Mansion of the Doomed rather shamelessly steals it plot from the famous French horror Les Yeux sans Visage (Eyes Without A Face), with a few minor alterations. A guilt-ridden father kidnaps people and performs eye transplants on them in the hopes of curing his blind daughter. In this more macabre and gory version instead of killing his victims he imprisons them in his basement, leaving them to walk around with empty eye sockets, all shown in graphic detail. This is not a film for the easily squeamish. Richard Basehart plays the mad surgeon Dr Chaney and Gloria Grahame plays his sympathetic and devoted assistant.
The story follows Gothic novelist Lauren Cochran who moves into a Victorian mansion in the country, owned by the sickly, wheelchair-bound Colonel LeBrun (John Carradine). Soon after arriving Lauren has a number of strange experiences and begins to see terrifying visions of the house's former occupants. She learns that the house was a former brothel, run by the indomitable madam Florinda Costello, played by Gloria Grahame in her very last film role. Directed by Armand Weston, better known for his X-rated films, The Nesting is a combination of haunted house mystery, atmospheric ghost story and gruesome slasher.

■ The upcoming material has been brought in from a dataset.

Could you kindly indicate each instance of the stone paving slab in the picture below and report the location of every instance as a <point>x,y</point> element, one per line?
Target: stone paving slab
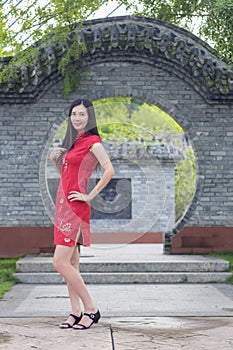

An attribute of the psycho-biddy film is the mental instability of its protagonist. The role of mentally unstable or mentally disturbed woman was a familiar one to Elizabeth Taylor, with her performances in films like Suddenly, Last Summer (1959) and Who's Afraid of Virginia Woolf? (1966). Night Watch however, would be Taylor's only horror film. Taylor plays Ellen Wheeler, a wealthy woman recovering from a nervous breakdown. One day whilst gazing out of the window she see's a murder take place in the house next door, however no one will believe her story. Did she see a murder or is someone trying to drive her insane? Night Watch is a good mystery thriller of the Gaslight variety, with a nice twist at the end.